OpenClaw has persistent memory capabilities, and data generated during operation is stored locally in session records and memory files. When calling large model APIs or performing other operations, relevant data may be transmitted to third parties. Financial scenarios involve highly sensitive data such as credit reports, loan approval materials, and transaction records. Once this data enters the AI processing chain, its access scope and retention period may exceed necessary business purposes, raising compliance risks in financial data management.

(4) New Scam Risks

Malicious actors may conduct investment scams using phrases like “AI stock trading” or “guaranteed profit,” and exploit the popularity of “Lobster” to mass-produce false information from financial institutions, tricking the public into downloading fake apps or transferring money to designated accounts. Additionally, scammers may pose as “installing on behalf” or “remote debugging” to gain control of users’ devices, planting malicious programs or stealing sensitive financial information. Reports show that AI-related financial scams are rapidly increasing, and the public’s ability to recognize such new scam methods needs improvement.

2. Prevention Recommendations

In response to these risks, the China Internet Finance Association recommends the following:

(1) Financial consumers should be extremely cautious when installing OpenClaw on devices used for online banking, securities trading, payments, and other personal financial services. If installation is necessary, avoid granting system operation permissions related to financial services, promptly apply OpenClaw vulnerability patches, strictly control plugin installations, and refrain from entering sensitive information such as ID numbers, bank card numbers, or payment passwords when not in use. Since such applications may incur high token costs due to continuous API calls during operation, users should monitor this closely.
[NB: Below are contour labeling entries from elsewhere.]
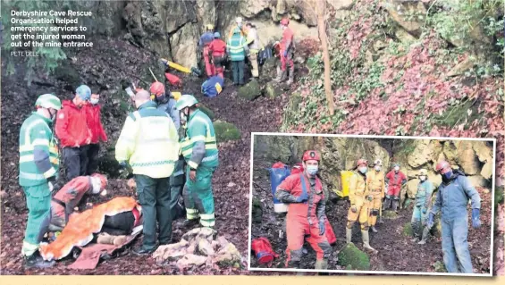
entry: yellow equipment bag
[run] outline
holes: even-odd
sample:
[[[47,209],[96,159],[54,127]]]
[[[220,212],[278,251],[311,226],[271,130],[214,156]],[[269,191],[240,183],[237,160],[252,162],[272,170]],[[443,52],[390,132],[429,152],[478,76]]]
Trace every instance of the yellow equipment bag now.
[[[342,171],[341,172],[341,181],[342,181],[342,189],[341,190],[335,190],[335,193],[340,197],[346,197],[349,196],[349,182],[350,180],[350,177],[353,175],[354,173],[352,172],[349,171]]]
(2) Be highly alert to financial scams claiming “virtual shrimp farming,” “AI stock trading,” or “guaranteed profits.” All transfer and investment operations should be conducted through official channels, and avoid trusting others claiming to “install on your behalf” or “remote debugging” to access personal devices.

(3) Financial institutions should avoid installing OpenClaw on devices involved in customer data processing, fund operations, risk control, or transaction execution, and refrain from inputting sensitive customer data, transaction information, or credit approval materials into the agent or connecting it to processing chains.

(4) Financial institutions should incorporate the security management of AI agents like OpenClaw into their overall information security framework, organize specialized security training for staff, and enhance their ability to identify and prevent risks associated with such applications.

China Internet Finance Association

March 15, 2026

This article is compiled by the China Internet Finance Association and edited by Zhitong Finance: Chen Wenfang.